Kick-Ass is not that kind of movie.  Instead, it's a movie about a father and daughter working in tandem, finding that their minds work the same way.  Maybe Nicolas Cage is brainwashing Chloe Moretz, and the lack of discussions about the mayhem they commit is troubling, but it didn't feel like she was a dupe--rather, he brought out something in her that was already there.  I think it's rare in the movies, if not in real life, for fathers and daughters to look at each other and recognize themselves, but Cage and Moretz make it feel entirely natural.  From the first moment, when he's teaching her how to take a bullet in a vest in the abandoned foundation of an office building, they have tremendous chemistry together.  The dialogue's unforced, the profanity (about which much has been made) actually feels like an authentic expression of intimacy, an unfiltered way that people who are very comfortable around each other speak to each other. In fact, I was a little annoyed when Mark Strong's villian remarks to Moretz's Hit-Girl "I wish I had a son like you," as if she's playing some kind of male substitute, when throughout the movie, despite her fondness for sophisticated weaponry, she's very much a little girl.

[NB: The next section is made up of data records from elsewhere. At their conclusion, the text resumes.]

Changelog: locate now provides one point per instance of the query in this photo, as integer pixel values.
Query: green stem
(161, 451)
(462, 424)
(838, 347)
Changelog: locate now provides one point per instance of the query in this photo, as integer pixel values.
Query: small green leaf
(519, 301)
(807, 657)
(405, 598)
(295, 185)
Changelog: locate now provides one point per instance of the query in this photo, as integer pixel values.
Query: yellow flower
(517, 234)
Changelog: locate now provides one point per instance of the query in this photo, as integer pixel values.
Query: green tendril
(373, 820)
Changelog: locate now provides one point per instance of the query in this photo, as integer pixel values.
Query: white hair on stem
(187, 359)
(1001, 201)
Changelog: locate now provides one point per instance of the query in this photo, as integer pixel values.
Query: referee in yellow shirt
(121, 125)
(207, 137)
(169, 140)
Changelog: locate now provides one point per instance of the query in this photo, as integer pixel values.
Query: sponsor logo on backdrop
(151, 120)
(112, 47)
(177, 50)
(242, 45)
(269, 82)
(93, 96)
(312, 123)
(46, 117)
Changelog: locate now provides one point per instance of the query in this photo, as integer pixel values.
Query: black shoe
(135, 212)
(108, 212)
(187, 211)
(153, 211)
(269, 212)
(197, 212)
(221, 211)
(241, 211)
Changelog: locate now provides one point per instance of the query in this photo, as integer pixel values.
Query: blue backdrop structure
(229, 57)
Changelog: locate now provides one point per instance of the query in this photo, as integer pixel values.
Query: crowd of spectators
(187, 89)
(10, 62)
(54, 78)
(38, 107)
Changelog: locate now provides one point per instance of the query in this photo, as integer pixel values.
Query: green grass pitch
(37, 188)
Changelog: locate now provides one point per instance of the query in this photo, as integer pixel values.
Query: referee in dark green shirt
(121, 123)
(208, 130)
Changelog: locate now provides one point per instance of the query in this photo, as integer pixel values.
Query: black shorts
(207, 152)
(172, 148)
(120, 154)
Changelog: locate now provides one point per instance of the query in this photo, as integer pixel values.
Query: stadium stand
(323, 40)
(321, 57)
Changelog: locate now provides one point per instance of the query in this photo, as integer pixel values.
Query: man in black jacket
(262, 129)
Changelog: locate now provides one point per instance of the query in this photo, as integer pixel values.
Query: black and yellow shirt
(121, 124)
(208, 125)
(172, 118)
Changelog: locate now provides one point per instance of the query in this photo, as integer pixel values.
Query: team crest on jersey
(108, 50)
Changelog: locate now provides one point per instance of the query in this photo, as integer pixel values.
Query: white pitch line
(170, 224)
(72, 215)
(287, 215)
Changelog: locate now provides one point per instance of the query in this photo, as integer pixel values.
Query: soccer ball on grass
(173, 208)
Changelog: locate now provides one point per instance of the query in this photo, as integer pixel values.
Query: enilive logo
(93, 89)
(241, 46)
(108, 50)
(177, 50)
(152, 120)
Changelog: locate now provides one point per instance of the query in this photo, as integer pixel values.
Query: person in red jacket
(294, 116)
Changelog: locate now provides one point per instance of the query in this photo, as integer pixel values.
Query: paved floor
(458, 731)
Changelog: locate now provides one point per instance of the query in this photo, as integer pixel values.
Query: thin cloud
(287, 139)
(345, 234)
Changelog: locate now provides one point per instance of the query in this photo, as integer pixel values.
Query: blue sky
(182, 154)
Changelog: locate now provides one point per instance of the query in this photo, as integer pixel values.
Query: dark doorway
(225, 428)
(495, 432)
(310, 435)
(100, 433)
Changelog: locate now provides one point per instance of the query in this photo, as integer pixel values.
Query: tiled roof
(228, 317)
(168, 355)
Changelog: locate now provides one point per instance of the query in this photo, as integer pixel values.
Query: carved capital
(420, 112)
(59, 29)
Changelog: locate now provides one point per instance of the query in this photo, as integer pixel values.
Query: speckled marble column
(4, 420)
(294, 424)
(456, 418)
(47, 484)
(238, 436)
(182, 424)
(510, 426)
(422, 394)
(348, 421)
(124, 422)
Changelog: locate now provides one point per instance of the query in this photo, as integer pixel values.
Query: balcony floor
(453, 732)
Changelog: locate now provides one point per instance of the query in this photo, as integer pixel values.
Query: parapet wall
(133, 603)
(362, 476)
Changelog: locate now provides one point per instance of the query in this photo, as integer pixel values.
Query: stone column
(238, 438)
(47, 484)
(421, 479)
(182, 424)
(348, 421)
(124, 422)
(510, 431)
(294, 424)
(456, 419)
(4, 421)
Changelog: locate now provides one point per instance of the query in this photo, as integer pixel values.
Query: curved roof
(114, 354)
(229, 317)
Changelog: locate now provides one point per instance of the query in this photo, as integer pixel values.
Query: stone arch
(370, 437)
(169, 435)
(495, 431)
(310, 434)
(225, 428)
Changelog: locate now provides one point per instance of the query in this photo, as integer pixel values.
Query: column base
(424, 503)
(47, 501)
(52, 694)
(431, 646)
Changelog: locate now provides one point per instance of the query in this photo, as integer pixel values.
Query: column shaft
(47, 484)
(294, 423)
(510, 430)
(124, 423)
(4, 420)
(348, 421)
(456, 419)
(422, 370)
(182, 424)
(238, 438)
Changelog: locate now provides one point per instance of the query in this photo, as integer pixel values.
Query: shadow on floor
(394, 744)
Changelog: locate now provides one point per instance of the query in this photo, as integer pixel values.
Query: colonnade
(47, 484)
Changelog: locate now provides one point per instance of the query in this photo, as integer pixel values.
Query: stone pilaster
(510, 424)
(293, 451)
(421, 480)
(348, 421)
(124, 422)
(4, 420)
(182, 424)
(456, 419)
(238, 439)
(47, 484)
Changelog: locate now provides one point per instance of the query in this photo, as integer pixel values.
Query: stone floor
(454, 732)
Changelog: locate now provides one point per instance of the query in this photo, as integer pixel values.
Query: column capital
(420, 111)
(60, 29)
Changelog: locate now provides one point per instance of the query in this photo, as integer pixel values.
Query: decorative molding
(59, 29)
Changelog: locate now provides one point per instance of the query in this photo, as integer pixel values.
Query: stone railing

It's another fine entry in Cage's string of idiosyncratic father- or big-brother roles.  I loved him in Matchstick Men, where he plays a phobic con man who begins to get his life together when his daughter, played by Alison Lohman, appears in his life.  And he's also very good as the arms-dealing older brother of Jared Leto in Lord of War.  He's very good at playing someone who is providing horribly warped guidance, while clearly doing it entirely out of love and a sense that it's the right thing.  It's a weird expertise for an actor to have, I suppose.  But it provides a compelling mirror for the real challenges of parenting.